Friday, December 21, 2007

it didn't hurt a bit

I've lived in Brooklyn for 7 years and for 7 years I've tried to avoid ever entering a post office. Every time it has been an unavoidable task, I've left the post office frustrated, irritated and pondering libertarianism. So, after losing a bet with my dear husband (not really, but it felt that way), I had to go to the post office today to ship Christmas presents to Skippito and Dee Dee (and yes, as usual, they are being shipped this late). I went prepared, mentally and physically. I reloaded my ipod with new stuff, charged it up, bought some chocolate milk, brought the book I'm reading plus some crossword puzzles and wore lighter layers so I could take off my outer layer when I became too warm, without having to tote a bulky winter coat. I was prepared to move in if I had to.

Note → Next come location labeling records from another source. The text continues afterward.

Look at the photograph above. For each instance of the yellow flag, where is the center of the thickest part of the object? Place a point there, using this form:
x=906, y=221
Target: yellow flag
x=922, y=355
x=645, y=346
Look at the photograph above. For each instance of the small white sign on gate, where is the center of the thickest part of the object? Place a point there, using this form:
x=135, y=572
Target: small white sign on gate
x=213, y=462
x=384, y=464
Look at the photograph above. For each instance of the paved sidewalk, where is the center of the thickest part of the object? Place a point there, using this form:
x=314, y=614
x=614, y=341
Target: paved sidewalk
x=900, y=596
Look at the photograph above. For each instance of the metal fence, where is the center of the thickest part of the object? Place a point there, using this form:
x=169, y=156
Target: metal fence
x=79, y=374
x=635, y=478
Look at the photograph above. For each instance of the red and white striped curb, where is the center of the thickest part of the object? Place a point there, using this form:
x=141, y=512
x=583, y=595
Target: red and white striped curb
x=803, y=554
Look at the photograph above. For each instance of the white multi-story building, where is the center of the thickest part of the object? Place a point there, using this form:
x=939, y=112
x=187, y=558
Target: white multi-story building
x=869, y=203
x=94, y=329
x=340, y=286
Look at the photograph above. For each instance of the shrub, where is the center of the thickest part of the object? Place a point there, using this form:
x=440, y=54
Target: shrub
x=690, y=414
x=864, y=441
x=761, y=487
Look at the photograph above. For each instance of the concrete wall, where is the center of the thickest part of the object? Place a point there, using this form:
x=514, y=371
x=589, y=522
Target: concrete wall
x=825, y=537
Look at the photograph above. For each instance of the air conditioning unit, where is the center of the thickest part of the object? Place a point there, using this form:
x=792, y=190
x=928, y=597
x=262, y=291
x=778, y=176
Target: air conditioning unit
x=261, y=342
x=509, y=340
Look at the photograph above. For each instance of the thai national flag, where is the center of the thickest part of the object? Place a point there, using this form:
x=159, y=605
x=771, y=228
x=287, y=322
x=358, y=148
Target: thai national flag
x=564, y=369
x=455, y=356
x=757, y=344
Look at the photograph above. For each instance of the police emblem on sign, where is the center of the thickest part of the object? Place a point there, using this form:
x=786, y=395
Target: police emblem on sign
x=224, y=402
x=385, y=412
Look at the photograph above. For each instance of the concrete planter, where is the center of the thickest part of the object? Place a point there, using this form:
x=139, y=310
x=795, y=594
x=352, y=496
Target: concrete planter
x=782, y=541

When I arrived at the 9th Street PO, there were 2 lines; one for pick ups and the other for those shipping packages, purchasing stamps, etc. There were about 15 people in each line and only 2 windows open. It looked almost exactly as it has every time I've ever gone, which is why I never go. And to make matters worse, I searched and searched for a box in which to pack these presents and couldn't find anything even close to being big enough. I knew I was going to have to purchase a box at the window, then get back in the line after I'd packed the box up. ugh. I noticed the line was actually moving and people were not nearly as surly as I've been accustomed to. One old guy was even cracking jokes with me. After less than 10 minutes in line, I am next and I can't believe it. I get to the window and Linda, the postal worker is smiling, friendly, helpful. She finds the perfect sized box for my gifts, gives me a label and a roll of tape and tells me to come back up to her window after I pack the box, rather than get back in line. gaah. I was out of that post office in under 20 minutes and I was happy! Thank you Linda. Seriously, thank you.

I now have so much unexpected time I'm currently trying to recreate the Belgian beef stew with prunes I had last weekend. It smells delicious!

Thursday, December 06, 2007

november was the longest month

Once again, November was a crappy and difficult month. I've sworn off deriving any kind of pleasure from Thanksgiving, because for as long as I can remember it's been a stressful and depressing holiday.

On October 30th my healthy and happy grandpa was diagnosed with lung cancer. It had spread to his lymph, bones, liver and then brain and 30 days later he died. 30 days. No one in the family even had a chance to wrap their heads around it, least of all him. Jamie and I went home the week before Thanksgiving to visit with him. He was in and out, although mostly in. He had some wild hallucinations though since it had spread to his brain at that point. He saw fog rolling in off the walls, red bugs crawling, saw his dogs sitting at Jamie's feet. But when I said goodbye to him and I was crying because I knew it was the last time we'd see each other, he said "Kaci honey, you're too pretty for me never to see again."

He died a week ago today and we went back for the viewing and funeral. It felt like everything a funeral should be. The time spent with family was comforting, the services felt intimate and not impersonal and I came home feeling oddly relieved. At least it was over fast and he didn't have to suffer. And I think my grandma is holding up better than we could have expected.

One of the more unnerving things to happen while we were in Ohio was that my mom found a gray hair on my head. That might not sound like much, but it's a huge deal to me. My mom was totally gray by 40, but my dad didn't get a single gray hair until he was almost 60. I have my dad's coloring and was obviously delusional in thinking I had no/would get no gray hair. But as Jamie pointed out, mom zeroed right in on that one gray hair and seemed to take a little too much pleasure in it. It's kind of fitting that she found it the day after we buried Grandpa because I was thinking a lot about mortality at that point (duh), but not my own mortality, everyone else's. Now I have a piece of paper with a gray hair taped to it and the date noted. Stupid, shitty gray hair.